Sunday, March 1, 2015

Supply, demand, and decoys

If you've made it this far down your blogroll, you've probably already seen Chuck Cowdery and Fred Minnick argue pro and con -- or rather, con and pro -- on the question, "Resolved: There is a bourbon shortage." (For me, the saddest part of this story is that Fred Minnick has a company; I kind of wanted to believe he made his living just by drinking whiskey.)

You've probably also seen Chuck's Minitrue followup on why the bourbon shortage we aren't having means more bourbon for everyone. In that piece, he links to Professor Cocktail's explanation of the elementary economics behind the bourbon shortage:
The reason that there is a shortage of particular types of bourbon is because they are generally sold at below-market prices.... Were the distillery/distributor/store to raise the prices of these bourbons, the surplus would disappear and an equilibrium price would eventually be reached.
In other words, all those SOBs who have been asking you what your favorite bourbon is have gone off and stocked up on it. If they went to the liquor store the week after the price was raised ten bucks, then that higher price is their own personal baseline. While you wince and hesitate, remembering those carefree prices of yesteryear, they brush past you and grab the last bottle.

Add to that the decoy effect of the higher price-point expressions.1 Suppose you go to the store and see Old Commonwealth Straight Whiskey for $30. It's a decent drink, you like having it on hand, but $30 is near the upper range of its value to you. You still have half a bottle at home, so you pass on it today.

Next week, events conspire to send you to the liquor store again, and you see the same whiskey for the same $30. But you notice that Old Commonwealth Reserve, which you've always found a bit syrupy, went from $45 to $50. Suddenly $30 doesn't seem like such a bad deal for a baseline OldCom. In a sense -- not common sense, but a sense nonetheless -- they've sort of lowered the price, haven't they? At least relative to the fancier expression. And when prices go down, demand goes up.

The decoy effect, I'm told, operates regardless of what people think might happen tomorrow, so there will be less OldCom on the shelf by the end of today. Add in the price-aware consumer, who knows whiskey prices are inflating, who foresees an OldCom price hike to match the OldCom Reserve's -- call it gouging if you like, if they can now sell OCR for $50 then OC probably is below market price at $30 -- and buys one or three bottles to bunker.

See? Plenty of whiskey on the shelves!
All of the above is typical (if not economically rational) consumer behavior. Bourbon availability is also affected by plenty of just plain nuts behavior, from more-money-than-sense newbies as well as panicky survivalists clearing out stores when they see something they don't expect to see a month from now. Dirtbag flippers and scuzzballs in the distribution chain help keep the top of the market sailing up out of sight, triggering the decoy effect followed by price adjustments in the undercard. Breathless reporting pumps oxygen into the fire.

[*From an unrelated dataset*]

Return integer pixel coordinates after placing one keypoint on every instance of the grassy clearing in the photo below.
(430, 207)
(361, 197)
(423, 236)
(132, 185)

So yes, both plenty of bourbon on the shelves and less than there used to be of what you want to drink for what you want to pay. Simple economics meets human nature.

What can you do about it? You can try to figure out your budget and what you're willing to pay before you go to the store, then stick to it (yes, yes, the preacher preaches to himself; I'm working on it). If you're in the has-more-whiskey-than-can-be-drunk-in-a-lifetime boat, you might drink your whiskey (sorry, didn't mean to shock you, sit down until the dizziness passes). You can start telling people your favorite bourbon is Distiller's Pride ("I know, I know, but for the price!"). You can make your peace with the fact that your thing is the hot thing right now and try to muddle through as best you can until the rum or tequila boom overtakes the whiskey boom.

Personally, I'm preparing a tuck-and-roll landing onto the apple brandy field. So far, the best I've found for the price is Hiram Walker.

1.The decoy effect makes Option A look more attractive than Option B by introducing an Option C that is unattractive compared to Option B but even less attractive compared to Option A. In this case, Option B is "anything other than Old Commonwealth Straight Whiskey." Is that a legitimate example of the decoy effect? I don't know, maybe. The point is, it sounds cool. Also, never learn economics from some hack whiskey blog; that's what Wikipedia is for.